Comentou comigo que também caçava coelhos e raposas com armadilhas, como aquelas da notícia do jornal, e mostrou-me a fotografia:


A leitura do Correio da Manhã, no seu escritório do armazém, era uma rotina diária.

Teria 12 anos, e no local onde a armou não a encontrou, mas a vegetação rasteira estava revolvida, talvez do animal a se debater. Mas não se ficou por aqui, indagou nos meandros da aldeia e encontrou nas traseiras da casa do António Eugénio uma pele de raposa, preparada numa armação e a secar ao sol.
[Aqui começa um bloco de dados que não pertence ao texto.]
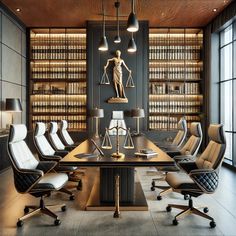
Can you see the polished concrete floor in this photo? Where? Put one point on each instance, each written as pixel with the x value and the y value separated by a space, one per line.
pixel 156 221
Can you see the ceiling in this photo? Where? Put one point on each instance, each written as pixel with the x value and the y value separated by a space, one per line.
pixel 75 13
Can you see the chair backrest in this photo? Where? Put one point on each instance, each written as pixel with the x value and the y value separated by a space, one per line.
pixel 213 155
pixel 117 118
pixel 54 138
pixel 43 146
pixel 64 133
pixel 193 144
pixel 20 155
pixel 181 134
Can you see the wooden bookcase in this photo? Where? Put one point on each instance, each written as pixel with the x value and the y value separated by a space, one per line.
pixel 175 77
pixel 58 77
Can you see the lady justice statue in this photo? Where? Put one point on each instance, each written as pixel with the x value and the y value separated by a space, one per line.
pixel 117 79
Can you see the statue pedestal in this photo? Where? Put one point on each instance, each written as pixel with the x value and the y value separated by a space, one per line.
pixel 117 100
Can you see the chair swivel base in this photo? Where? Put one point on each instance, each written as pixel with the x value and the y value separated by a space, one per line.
pixel 187 210
pixel 42 208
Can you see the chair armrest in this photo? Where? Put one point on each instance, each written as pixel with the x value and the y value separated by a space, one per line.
pixel 46 166
pixel 61 153
pixel 206 179
pixel 184 158
pixel 187 166
pixel 25 179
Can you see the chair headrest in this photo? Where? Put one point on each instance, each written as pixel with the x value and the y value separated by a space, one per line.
pixel 18 133
pixel 117 115
pixel 216 133
pixel 53 128
pixel 64 125
pixel 196 129
pixel 40 129
pixel 182 124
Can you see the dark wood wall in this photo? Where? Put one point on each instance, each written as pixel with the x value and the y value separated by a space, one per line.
pixel 137 62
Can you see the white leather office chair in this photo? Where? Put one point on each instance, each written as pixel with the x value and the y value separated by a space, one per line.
pixel 46 152
pixel 117 118
pixel 66 138
pixel 32 176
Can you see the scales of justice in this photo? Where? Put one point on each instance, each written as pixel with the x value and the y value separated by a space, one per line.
pixel 118 79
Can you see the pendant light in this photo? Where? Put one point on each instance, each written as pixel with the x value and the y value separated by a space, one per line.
pixel 132 45
pixel 103 45
pixel 132 24
pixel 117 38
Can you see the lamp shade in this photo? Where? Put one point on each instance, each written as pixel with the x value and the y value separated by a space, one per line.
pixel 103 45
pixel 13 105
pixel 97 112
pixel 137 113
pixel 132 24
pixel 132 46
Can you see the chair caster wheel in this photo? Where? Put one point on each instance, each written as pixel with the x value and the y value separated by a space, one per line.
pixel 79 186
pixel 205 209
pixel 26 210
pixel 212 224
pixel 19 223
pixel 168 208
pixel 175 222
pixel 63 208
pixel 186 197
pixel 153 183
pixel 57 222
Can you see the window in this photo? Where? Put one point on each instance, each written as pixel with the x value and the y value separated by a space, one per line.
pixel 227 89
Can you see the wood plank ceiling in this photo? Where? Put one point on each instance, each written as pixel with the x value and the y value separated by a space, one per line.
pixel 75 13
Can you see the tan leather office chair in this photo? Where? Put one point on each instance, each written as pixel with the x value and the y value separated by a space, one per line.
pixel 189 150
pixel 32 176
pixel 202 175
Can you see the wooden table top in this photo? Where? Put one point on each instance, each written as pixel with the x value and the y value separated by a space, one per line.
pixel 130 160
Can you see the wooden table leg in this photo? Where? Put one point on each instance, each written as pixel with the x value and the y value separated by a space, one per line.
pixel 117 197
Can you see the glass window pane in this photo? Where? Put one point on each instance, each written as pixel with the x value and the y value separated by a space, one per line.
pixel 226 105
pixel 226 63
pixel 229 146
pixel 226 36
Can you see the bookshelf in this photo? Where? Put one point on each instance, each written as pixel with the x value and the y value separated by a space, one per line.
pixel 58 78
pixel 175 77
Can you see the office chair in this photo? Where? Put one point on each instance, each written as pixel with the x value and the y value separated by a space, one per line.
pixel 55 140
pixel 202 175
pixel 32 176
pixel 46 152
pixel 117 118
pixel 65 136
pixel 179 138
pixel 189 150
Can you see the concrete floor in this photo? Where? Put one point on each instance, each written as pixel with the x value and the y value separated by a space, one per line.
pixel 156 221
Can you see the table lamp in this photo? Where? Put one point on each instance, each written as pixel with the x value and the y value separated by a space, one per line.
pixel 137 113
pixel 97 113
pixel 13 105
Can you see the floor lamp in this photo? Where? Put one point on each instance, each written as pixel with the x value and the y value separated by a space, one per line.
pixel 13 105
pixel 97 113
pixel 137 113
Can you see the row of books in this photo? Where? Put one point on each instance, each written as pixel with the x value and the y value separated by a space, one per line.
pixel 166 122
pixel 69 88
pixel 174 88
pixel 74 122
pixel 58 106
pixel 58 72
pixel 64 52
pixel 171 73
pixel 174 106
pixel 175 52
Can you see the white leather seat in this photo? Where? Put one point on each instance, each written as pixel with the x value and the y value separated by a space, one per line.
pixel 117 118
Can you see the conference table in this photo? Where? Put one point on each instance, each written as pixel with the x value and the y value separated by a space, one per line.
pixel 131 196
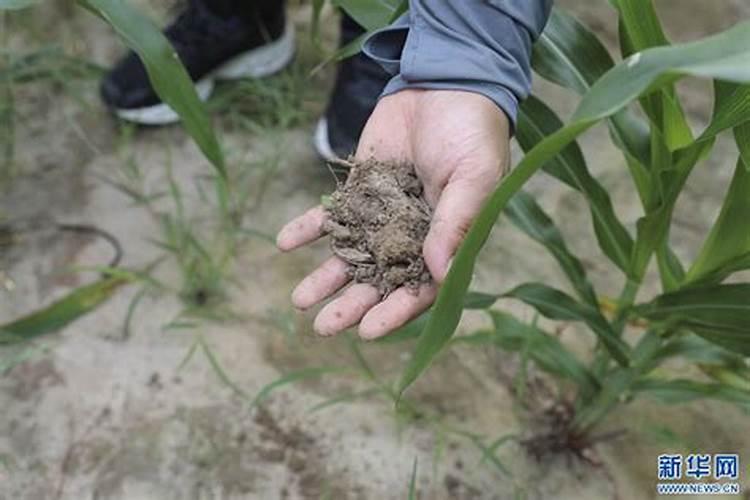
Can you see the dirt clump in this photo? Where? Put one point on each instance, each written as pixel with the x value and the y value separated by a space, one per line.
pixel 378 220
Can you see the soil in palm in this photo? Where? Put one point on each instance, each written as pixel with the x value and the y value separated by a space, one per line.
pixel 378 220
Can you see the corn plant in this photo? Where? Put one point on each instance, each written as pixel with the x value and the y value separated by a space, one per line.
pixel 697 316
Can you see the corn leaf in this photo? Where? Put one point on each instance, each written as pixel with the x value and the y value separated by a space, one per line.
pixel 544 349
pixel 61 312
pixel 731 108
pixel 537 121
pixel 729 238
pixel 640 29
pixel 718 313
pixel 557 305
pixel 698 350
pixel 167 74
pixel 724 56
pixel 683 391
pixel 528 216
pixel 570 55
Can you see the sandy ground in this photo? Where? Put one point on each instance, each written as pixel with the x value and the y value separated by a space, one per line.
pixel 97 414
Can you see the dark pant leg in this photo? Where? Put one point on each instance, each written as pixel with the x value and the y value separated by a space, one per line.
pixel 359 83
pixel 268 12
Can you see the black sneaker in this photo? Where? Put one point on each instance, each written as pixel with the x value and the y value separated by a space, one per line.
pixel 211 47
pixel 359 83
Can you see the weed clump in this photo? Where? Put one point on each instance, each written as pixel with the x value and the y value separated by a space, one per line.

Foi ter com o seu pai, o meu avô Américo, e contou-lhe o sucedido. Este disse-lhe para ficar descansado, que iria falar com o homem. Assim foi, e quando o abordou perguntou-lhe se não teria encontrado uma armadilha com uma raposa: foi o meu rapaz que a armou. Prontamente lhe respondeu que sim, e disse-lhe: é um bom moço, ele que venha ter comigo, leva a armadilha e a pele já preparada.

Foi a última estória que o meu pai me contou, e posso dizer que é um bom resumo do que ele era: observador, inteligente [a professora pediu a seu pai para que prosseguisse os estudos, concluída a 4.ª classe], não baixava os braços facilmente, e honesto [atente-se na forma como pai e filho abordaram o problema]. Adjectivos facilmente comprováveis por quem com ele conviveu.

Tinha a sua vaidade e ciume, mas com parcimónia, palavra que aprendeu comigo e que passou a usar, mandão [como diz a minha mãe], não gostava de ser contrariado, e na disputa um leão [também era do Sporting], era a sua alcunha na escola primária dos Martinzes, onde andou e tinha família da parte da sua mãe. Não aceitava que lhe pisassem os calos, por vezes dado a extrapolações imaginativas, era a sua sagacidade, mas sempre bem disposto. Homem de dar a quem precisava ou considerava, cioso dos seus juízos, e de palavra. Um prático da vida: com 17 anos vem trabalhar para Lisboa [Rua do Convento da Encarnação], no emprego que ele próprio arranjou [Manuel da Silva Barreiros & Filhos, Lda.]. Passados 8 meses despede-se e começa a trabalhar por conta própria, até ao fim da vida.

Em desassossego, esqueci de mandar colocar as duas datas...


Nasceu no Pé da Serra, a 1 de março de 1938, em casa de seus pais.
Faleceu em Lisboa, a 4 de setembro de 2020, na sua residência.
De uma a outra, sempre pelo seu pé, percorreu 82 anos.

Adeus Pai... deixei de ter a quem perguntar.


P.S. Osvaldo, fico em falta para contigo, tu que és meu amigo de longa data, padrinho do único neto do Elias, e que estás sempre presente por tua iniciativa, esqueci-me de te dar a notícia. Só agora, ao escrever estas linhas, me dei conta. Paula, tu também.